There are times when you will want to create a sequence in your email provider. A Welcome sequence is the most obvious time, but not the only time.
If you want to create a challenge of any type, then a sequence is perfect. Perhaps a customer purchases a particular product and you want to follow up with similar products, or instructions on using that product. Then you would set up a sequence that are auto delivered by email based on a tag.
First, let’s set up the sequence and see what information we will need to get started.
Create the Sequence
Once you log in, at the top bar, click “send”, then select sequence.
At the top of the bar, you will click New Sequence
You will then give it a name. I use the name of the product, resource or lead magnet to keep things simple. Don’t worry about choosing a name, you can always change it later.
Then you will compose as many emails as you want and set up how often the emails are sent.

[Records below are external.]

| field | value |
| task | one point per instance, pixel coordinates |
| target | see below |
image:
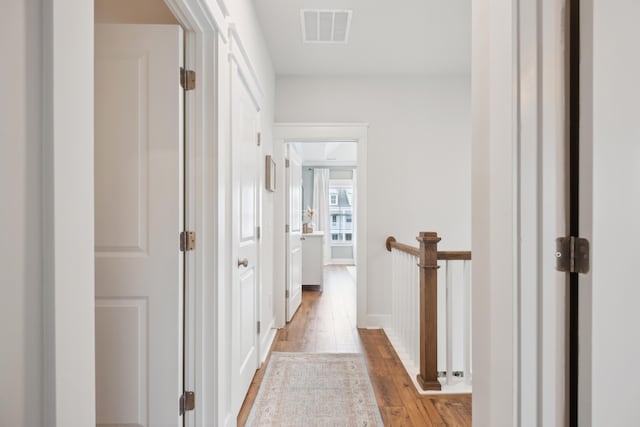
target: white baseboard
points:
(378, 321)
(457, 387)
(267, 341)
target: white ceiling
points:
(396, 37)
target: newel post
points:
(428, 376)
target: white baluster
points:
(449, 321)
(467, 322)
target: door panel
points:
(138, 181)
(244, 115)
(609, 207)
(294, 247)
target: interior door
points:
(245, 180)
(138, 217)
(294, 244)
(609, 211)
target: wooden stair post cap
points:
(428, 237)
(389, 241)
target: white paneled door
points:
(609, 337)
(138, 214)
(245, 276)
(294, 244)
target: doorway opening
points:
(324, 160)
(320, 216)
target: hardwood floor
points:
(325, 322)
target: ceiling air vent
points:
(325, 26)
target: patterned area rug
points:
(315, 389)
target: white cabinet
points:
(312, 258)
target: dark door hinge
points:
(187, 241)
(187, 402)
(187, 79)
(572, 255)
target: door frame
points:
(288, 149)
(321, 132)
(68, 212)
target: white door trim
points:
(518, 131)
(68, 297)
(320, 132)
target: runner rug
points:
(315, 389)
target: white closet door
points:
(138, 211)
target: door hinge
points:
(187, 79)
(572, 255)
(187, 402)
(187, 241)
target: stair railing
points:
(415, 310)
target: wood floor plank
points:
(325, 322)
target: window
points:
(341, 210)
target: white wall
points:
(46, 182)
(419, 154)
(609, 208)
(21, 350)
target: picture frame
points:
(270, 172)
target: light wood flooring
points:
(325, 322)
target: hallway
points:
(325, 322)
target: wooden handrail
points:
(428, 256)
(454, 255)
(392, 244)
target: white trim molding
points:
(321, 132)
(246, 70)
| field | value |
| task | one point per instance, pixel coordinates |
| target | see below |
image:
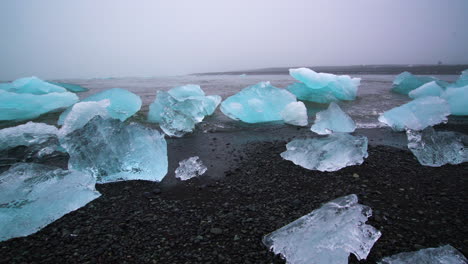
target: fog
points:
(88, 38)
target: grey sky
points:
(100, 38)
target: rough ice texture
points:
(113, 151)
(179, 109)
(24, 106)
(441, 255)
(417, 114)
(330, 153)
(257, 103)
(189, 168)
(457, 98)
(428, 89)
(326, 235)
(323, 87)
(435, 149)
(333, 120)
(295, 113)
(123, 104)
(33, 196)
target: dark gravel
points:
(223, 221)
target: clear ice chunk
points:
(295, 114)
(123, 104)
(33, 196)
(441, 255)
(179, 109)
(257, 103)
(436, 149)
(333, 120)
(326, 235)
(330, 153)
(190, 168)
(111, 150)
(417, 114)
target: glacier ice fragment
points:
(417, 114)
(111, 151)
(330, 153)
(333, 120)
(257, 103)
(189, 168)
(440, 255)
(33, 196)
(326, 235)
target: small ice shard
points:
(326, 235)
(333, 120)
(190, 168)
(323, 87)
(33, 196)
(111, 150)
(123, 104)
(330, 153)
(428, 89)
(435, 149)
(295, 114)
(24, 106)
(441, 255)
(457, 98)
(257, 103)
(179, 109)
(417, 114)
(405, 82)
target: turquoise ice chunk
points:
(33, 196)
(417, 114)
(333, 120)
(111, 150)
(257, 103)
(123, 104)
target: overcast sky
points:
(103, 38)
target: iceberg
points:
(323, 87)
(295, 114)
(33, 196)
(417, 114)
(330, 153)
(257, 103)
(428, 89)
(178, 110)
(326, 235)
(190, 168)
(441, 255)
(111, 150)
(436, 149)
(123, 104)
(333, 120)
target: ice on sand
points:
(326, 235)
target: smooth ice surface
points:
(111, 151)
(323, 87)
(179, 109)
(441, 255)
(330, 153)
(33, 196)
(327, 235)
(123, 104)
(435, 149)
(189, 168)
(295, 113)
(457, 98)
(428, 89)
(257, 103)
(24, 106)
(333, 120)
(417, 114)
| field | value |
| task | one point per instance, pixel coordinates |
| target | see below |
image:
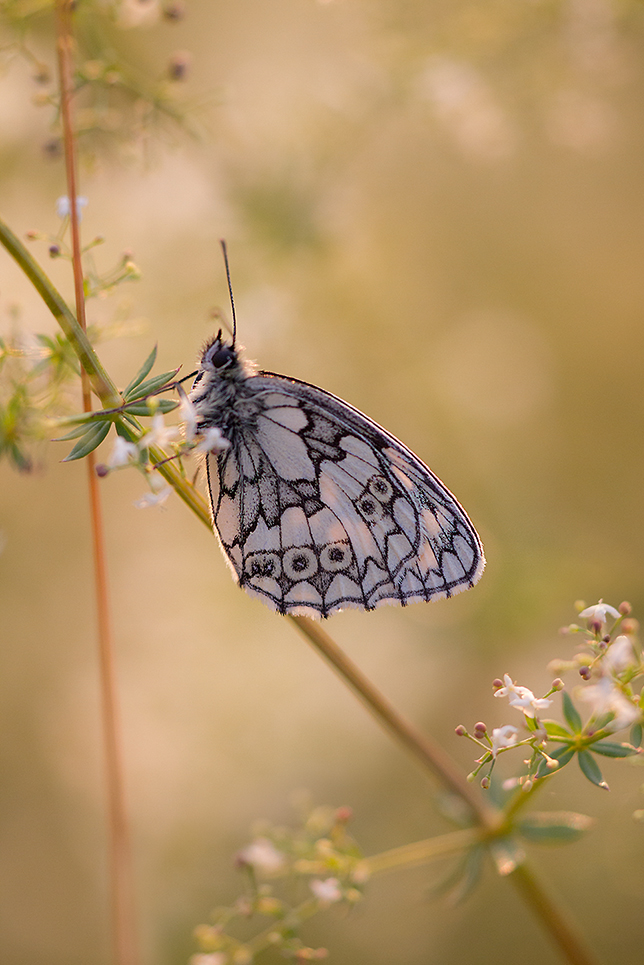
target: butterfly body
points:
(317, 507)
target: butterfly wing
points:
(318, 509)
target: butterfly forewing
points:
(319, 509)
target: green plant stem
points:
(421, 852)
(433, 759)
(101, 382)
(120, 852)
(429, 754)
(568, 939)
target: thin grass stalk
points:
(568, 939)
(120, 853)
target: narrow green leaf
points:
(143, 371)
(77, 431)
(89, 441)
(555, 729)
(570, 713)
(554, 827)
(590, 769)
(611, 749)
(563, 754)
(150, 386)
(142, 408)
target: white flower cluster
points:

If you are doing a 7 day challenge, you want want a total of 9 emails in sequences. The first email is to confirm the sign up, and explain what participants should expect from the challenge, how often they will receive emails and if they need any supplies or tools.
The 7 emails are tips each day in the challenge theme and the final email (the 9th email) is a summary or what has been learned.
That last email could also include the next steps to take, refer participants to other resources or tools or ask for feedback. In general, you will have 2 extra emails. . The first is an introduction, the last is a conclusion.
I suggest that once you have composed your emails, you send a test email to yourself to check how it looks, and that it is delivered based on the tags.
Once you are happy with the emails, hit publish. In the sidebar, you can add as many emails that you want and rearrange emails as needed.
When you are writing the emails, you will select when the emails are sent. You can set it up for participants to receive the emails every day (1 day after last email sent) or any configuration of sending emails. Perhaps you want to set up the emails to send every week.
Once you have your emails finished, click on settings to set up the email settings. You will also have to decide if people participating will “exit” the sequence after the last email, be able to start the sequence again, can go back and view other emails, etc.
In settings you will also set up the time that emails are sent each day they are delivered. Need more info on creating Forms?
You add subscribers using a landing page or form. Once the form is created you can share that form in your emails, website or through social media.
Create that form just as you would any other form. If you need help creating a form, then check out the previous blog post: A Beginners Guide to Convertkit Forms. If you are ready for other uses for Sequences, check out the post Automated Email Sequences.
Then add the form to a visual automation.
At the top of the bar, select Automate and then view all the choices you have. There are premade automations to invite subscribers to podcasts, newsletters, social media and webinars.
Create and “empty automation” to start fresh. You will need to have created the form already and then select the form or landing page in the drop down box.
I named my form “practice challenge” and selected it. Then you will click add event.
This will set up the automation and in order to include your email sequence, you will click on the plus sign (+) to add an action. The action will then add in this case an email sequence.
Other Uses for Sequences
A couple of popular uses for email automations are to welcome new subscribers and to have a challenge but there are other uses for this.
Do you have cold subscribers? Email subscribers who have not opened your emails in a while? Setting up a series of emails to revive your email list is another perfect use of this type of email automation.
You can also create an email automation that introduces new products, teaches customers some tips about a particular software or repurpose products that have been sold.